April 14, 2015 Updated: April 16, 2015

Tuidang, meaning “Quit the Party” in Chinese, is the largest grassroots movement in history. Started in 2004, it has helped 200 million Chinese people renounce their ties to the Chinese Communist Party and its affiliated organizations. Through the work of volunteers in China and around the world, renunciation statements are collected and posted to the Tuidang Center’s Chinese-language website.

Ever since it seized power in 1949, the Chinese Communist Party has coerced hundreds of millions of ordinary Chinese to pledge loyalty to its totalitarian rule. Upon joining the Party and its associated organizations, Chinese people make a vow to dedicate their lives and their blood to struggle for communism.

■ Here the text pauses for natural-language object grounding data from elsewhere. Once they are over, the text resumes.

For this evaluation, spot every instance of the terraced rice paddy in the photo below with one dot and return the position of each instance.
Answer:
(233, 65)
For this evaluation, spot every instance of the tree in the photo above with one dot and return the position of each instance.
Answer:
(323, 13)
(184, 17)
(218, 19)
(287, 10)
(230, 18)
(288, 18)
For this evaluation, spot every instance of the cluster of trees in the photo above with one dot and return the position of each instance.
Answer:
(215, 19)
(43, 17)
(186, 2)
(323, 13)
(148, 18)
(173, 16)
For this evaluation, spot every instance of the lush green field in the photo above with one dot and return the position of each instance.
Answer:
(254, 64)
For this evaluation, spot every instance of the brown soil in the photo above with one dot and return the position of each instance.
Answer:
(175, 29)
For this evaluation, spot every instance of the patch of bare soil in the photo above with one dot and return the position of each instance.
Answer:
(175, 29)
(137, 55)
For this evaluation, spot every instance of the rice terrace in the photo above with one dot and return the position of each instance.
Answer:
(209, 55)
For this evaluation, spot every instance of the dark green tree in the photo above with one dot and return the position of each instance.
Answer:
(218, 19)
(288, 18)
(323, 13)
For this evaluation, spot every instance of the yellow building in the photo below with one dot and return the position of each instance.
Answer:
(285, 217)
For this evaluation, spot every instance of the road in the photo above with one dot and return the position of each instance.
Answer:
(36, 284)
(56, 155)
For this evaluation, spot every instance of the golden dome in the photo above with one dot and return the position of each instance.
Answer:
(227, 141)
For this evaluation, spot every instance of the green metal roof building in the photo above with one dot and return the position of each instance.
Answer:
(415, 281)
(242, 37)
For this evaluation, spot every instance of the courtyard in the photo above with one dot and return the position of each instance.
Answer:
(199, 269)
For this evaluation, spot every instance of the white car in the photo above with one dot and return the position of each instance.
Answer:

Children are brought into its grasp starting in elementary school, where students, under pressure from teachers and peers, are initiated into the Young Pioneers. Older teens are expected to enroll in the Communist Youth League.

With the unnatural deaths of least 60 million Chinese under communism, the Party has shown it takes these oaths literally. When Epoch Times began publishing the “Nine Commentaries on the Communist Party” editorial series in November 2004, Chinese people began contacting the paper expressing their desire to withdraw from the Party, and the Tuidang movement was born. Tuidang seeks to gradually disintegrate the Party by encouraging each Chinese to reject the regime.

Tuidang is facilitated in China by an estimated 20 million volunteers, many of them practitioners of Falun Gong, a traditional spiritual practice targeted for eradication by the Communist Party since 1999. Leaving pamphlets and posters on doorsteps, parked bicycles, in public transit, on telephone poles, sending mass text messages, or calling their fellow citizens directly, these volunteers risk detention and torture to spread information about the movement.

Outside China, volunteers place calls to China asking individuals to renounce the Party, or give Chinese the opportunity to do so at tourist sites or in Chinatowns.

Their efforts have paid off. By August 2011, 100 million people had taken part in Tuidang, with 60,000 renunciations being posted daily. Now, at the 200 million mark, the daily figure has risen to 120,000.

Every person renouncing the Party or its affiliated organizations must be verified by a Tuidang service volunteer before he or she can be included in the tally. Software designed to circumvent the Chinese regime’s “Great Firewall” can be used to reach the overseas-based Tuidang Center site directly, or one can verbally declare one’s statement to a volunteer. The Tuidang site’s required fields include name (or pseudonym, recommended for safety), statement title, and number of people included in the renunciation.

Some Chinese, unable to reach either the Tuidang site or a volunteer, have physically written their renunciation statements on paper and posted them in public places.